The attack was planned by a group of terrorists including Ramzi Yousef, Mahmud Abouhalima, Mohammad Salameh, Nidal A. Ayyad, Abdul Rahman Yasin, and Ahmed Ajaj. They received financing from Khaled Sheikh Mohammed, Yousef's uncle. In March 1994, four men were convicted of carrying out the bombing: Abouhalima, Ajaj, Ayyad, and Salameh. The charges included conspiracy, explosive destruction of property, and interstate transportation of explosives. In November 1997, two more were convicted: Ramzi Yousef, the mastermind behind the bombings, and Eyad Ismoil, who drove the truck carrying the bomb.

Yousef set up residence in Jersey City, New Jersey, traveled around New York and New Jersey and called Sheikh Omar Abdel Rahman, a controversial blind Muslim cleric, via cell phone. After being introduced to his co-conspirators by Abdel Rahman at the latter's Al-Farooq Mosque in Brooklyn, Yousef began assembling the bomb for delivery to the WTC. He ordered chemicals from his hospital room when injured in a car crash – one of three accidents caused by Salameh in late 1992 and early in 1993.

El Sayyid Nosair, one of the blind sheikh's men, was arrested in 1991 for the murder of Rabbi Meir Kahane. According to prosecutors, "the Red" Mahmud Abouhalima, also convicted in the bombing, told Wadih el Hage to buy the .357 caliber revolver used by Nosair in the Kahane shooting. In the initial court case in NYS Criminal Court Nosair was acquitted of murder but convicted of gun charges (in a related and follow-up case in Federal Court, he was convicted). Dozens of Arabic bomb-making manuals and documents related to terrorist plots were found in Nosair's New Jersey apartment, with manuals from Army Special Warfare Center at Fort Bragg, North Carolina, secret memos linked to the Joint Chiefs of Staff, and 1,440 rounds of ammunition.
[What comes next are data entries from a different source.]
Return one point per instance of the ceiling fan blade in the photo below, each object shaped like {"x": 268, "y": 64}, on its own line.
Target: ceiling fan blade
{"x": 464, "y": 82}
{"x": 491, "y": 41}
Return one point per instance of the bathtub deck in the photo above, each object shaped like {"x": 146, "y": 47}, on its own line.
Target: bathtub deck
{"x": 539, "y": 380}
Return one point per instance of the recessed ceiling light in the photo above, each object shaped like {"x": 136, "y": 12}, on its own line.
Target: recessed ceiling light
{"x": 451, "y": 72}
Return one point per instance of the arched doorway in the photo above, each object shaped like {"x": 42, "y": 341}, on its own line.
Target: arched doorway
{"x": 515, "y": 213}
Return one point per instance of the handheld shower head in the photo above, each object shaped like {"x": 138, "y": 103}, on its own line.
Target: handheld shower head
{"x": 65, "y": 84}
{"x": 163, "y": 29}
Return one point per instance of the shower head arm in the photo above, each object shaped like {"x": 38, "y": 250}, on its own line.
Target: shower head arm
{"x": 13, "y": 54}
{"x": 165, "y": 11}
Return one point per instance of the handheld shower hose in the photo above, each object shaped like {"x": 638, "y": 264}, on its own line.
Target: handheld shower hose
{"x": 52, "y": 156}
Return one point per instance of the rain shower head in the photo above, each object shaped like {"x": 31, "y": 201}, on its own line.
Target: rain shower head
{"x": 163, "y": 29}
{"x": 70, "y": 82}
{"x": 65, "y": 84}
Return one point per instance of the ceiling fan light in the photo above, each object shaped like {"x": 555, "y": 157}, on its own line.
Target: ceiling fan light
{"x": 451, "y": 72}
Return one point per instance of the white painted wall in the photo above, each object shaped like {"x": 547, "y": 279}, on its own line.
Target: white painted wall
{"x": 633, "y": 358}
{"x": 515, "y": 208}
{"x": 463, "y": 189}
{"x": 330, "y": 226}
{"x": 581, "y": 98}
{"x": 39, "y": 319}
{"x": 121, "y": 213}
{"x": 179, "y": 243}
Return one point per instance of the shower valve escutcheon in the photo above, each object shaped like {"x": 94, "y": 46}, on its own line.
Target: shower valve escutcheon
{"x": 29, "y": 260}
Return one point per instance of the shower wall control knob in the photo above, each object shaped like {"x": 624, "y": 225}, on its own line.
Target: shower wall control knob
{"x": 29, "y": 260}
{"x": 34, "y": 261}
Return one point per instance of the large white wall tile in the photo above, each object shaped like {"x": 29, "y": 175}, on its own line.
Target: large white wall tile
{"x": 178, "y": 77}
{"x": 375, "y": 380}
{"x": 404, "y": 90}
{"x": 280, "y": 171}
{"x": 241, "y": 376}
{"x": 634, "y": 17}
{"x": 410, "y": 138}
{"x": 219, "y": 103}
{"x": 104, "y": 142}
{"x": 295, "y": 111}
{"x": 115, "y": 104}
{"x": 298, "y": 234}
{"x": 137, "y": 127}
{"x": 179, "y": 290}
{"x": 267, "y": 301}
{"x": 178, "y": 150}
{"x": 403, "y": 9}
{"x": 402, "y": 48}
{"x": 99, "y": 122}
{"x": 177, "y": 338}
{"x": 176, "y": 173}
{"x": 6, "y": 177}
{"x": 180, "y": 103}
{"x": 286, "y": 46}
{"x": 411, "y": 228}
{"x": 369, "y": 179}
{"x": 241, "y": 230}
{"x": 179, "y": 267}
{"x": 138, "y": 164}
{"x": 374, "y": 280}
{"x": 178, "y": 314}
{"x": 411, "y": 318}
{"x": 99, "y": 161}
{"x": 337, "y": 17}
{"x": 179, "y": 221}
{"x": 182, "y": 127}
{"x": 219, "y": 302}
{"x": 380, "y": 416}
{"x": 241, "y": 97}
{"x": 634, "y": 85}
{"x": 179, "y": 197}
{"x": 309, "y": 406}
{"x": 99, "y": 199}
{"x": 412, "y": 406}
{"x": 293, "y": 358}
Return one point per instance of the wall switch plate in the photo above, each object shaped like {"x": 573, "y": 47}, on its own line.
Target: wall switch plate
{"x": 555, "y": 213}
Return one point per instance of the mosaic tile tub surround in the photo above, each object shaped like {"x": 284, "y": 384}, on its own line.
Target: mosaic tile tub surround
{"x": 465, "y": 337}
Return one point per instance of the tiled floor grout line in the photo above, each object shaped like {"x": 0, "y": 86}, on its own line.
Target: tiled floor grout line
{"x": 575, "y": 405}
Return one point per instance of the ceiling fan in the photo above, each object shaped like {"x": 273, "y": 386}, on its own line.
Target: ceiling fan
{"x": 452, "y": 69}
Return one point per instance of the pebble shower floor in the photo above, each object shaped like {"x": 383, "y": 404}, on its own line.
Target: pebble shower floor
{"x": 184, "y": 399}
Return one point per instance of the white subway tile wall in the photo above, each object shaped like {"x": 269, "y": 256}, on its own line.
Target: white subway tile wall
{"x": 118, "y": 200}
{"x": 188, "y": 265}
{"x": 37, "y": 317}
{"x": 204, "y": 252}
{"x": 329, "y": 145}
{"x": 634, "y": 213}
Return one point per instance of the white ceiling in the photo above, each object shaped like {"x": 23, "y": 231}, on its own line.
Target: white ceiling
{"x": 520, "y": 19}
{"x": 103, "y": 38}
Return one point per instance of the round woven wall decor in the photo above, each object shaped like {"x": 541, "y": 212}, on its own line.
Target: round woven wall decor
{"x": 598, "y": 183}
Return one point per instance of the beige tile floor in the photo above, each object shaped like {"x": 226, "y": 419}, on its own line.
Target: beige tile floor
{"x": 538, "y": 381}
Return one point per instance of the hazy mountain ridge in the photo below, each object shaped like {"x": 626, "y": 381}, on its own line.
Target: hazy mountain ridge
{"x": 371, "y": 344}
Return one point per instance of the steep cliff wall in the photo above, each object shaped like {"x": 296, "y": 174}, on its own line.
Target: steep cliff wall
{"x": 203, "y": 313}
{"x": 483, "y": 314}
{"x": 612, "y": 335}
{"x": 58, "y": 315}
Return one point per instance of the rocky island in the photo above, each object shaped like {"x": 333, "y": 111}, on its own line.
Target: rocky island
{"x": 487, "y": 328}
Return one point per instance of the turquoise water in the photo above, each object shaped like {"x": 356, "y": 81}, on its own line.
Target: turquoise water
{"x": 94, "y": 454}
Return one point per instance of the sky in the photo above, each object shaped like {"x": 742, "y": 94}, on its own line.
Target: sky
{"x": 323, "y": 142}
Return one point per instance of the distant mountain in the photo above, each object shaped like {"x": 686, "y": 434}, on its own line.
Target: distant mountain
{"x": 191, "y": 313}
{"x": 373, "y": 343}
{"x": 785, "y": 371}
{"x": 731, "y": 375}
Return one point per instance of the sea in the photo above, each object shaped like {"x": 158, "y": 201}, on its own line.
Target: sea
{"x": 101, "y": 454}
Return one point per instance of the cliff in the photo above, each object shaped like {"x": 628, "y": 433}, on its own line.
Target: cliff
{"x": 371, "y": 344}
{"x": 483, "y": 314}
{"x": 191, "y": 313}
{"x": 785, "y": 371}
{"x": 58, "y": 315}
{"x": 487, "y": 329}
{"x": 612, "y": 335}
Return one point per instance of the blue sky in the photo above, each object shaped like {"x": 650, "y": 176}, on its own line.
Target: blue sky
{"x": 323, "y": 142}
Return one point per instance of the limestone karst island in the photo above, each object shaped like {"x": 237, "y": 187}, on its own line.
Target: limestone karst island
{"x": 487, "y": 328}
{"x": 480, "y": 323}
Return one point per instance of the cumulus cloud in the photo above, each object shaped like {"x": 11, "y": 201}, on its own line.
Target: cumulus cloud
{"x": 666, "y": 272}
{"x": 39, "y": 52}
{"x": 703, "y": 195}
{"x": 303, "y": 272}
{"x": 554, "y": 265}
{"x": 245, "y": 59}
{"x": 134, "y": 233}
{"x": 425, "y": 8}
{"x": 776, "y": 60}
Yousef was tried in the U.S. District Court for the Southern District of New York along with two co-conspirators and was convicted of planning the Bojinka plot (which had many number 11s in the planning). He was sentenced to two life sentences for his part in the 1993 World Trade Center bombing and Bojinka plot.

In an article published in 1997, the New York Times told of a precursor comment about 9/11, from Ramzi Yousef:
One February night two years ago, a helicopter carrying Ramzi Ahmed Yousef, the man accused of masterminding the World Trade Center bombing, sped along the East River on the last leg of Mr. Yousef's journey from Pakistan, where he had recently been captured, to detention and trial in the United States.
As the helicopter flew over mid-Manhattan, William A. Gavin, a senior official in the Federal Bureau of Investigation's New York office, pushed up his captive's blindfold.
Mr. Yousef squinted as his eyes adjusted to the light. Then Mr. Gavin pointed at the Trade Center towers below, their lights glowing in the clear, cold night.
''Look down there,'' Mr. Gavin said he told Mr. Yousef. ''They're still standing.''
Mr. Yousef replied, ''They wouldn't be, if I had had enough money and explosives,'' recalled Mr. Gavin, who has since retired.

Some investigators even highlight material found in a Congressional report (The Oklahoma City Bombing: Was There A Foreign Connection?), which notes that Yousef may have links to Terry Nichols (infamous as a co-conspirator of the Oklahoma City bombing). In 2010, Red Dirt Report's Andrew W. Griffin pointed to a story posted at KTOK.com by reporter Jerry Bohnen headlined, “CIA documents suggest foreign involvement in OKC 1995 bombing.”

It seems that the dots from Omar Abdel-Rahman of the WTC bombing of 1993, may be connected from that event to the Oklahoma City bombing of 1995, to 9/11 (2001).

What other dots are being ignored? Is chaos in Washington D.C. causing focuses being directed at Russia, while old enemies are waiting in the wings?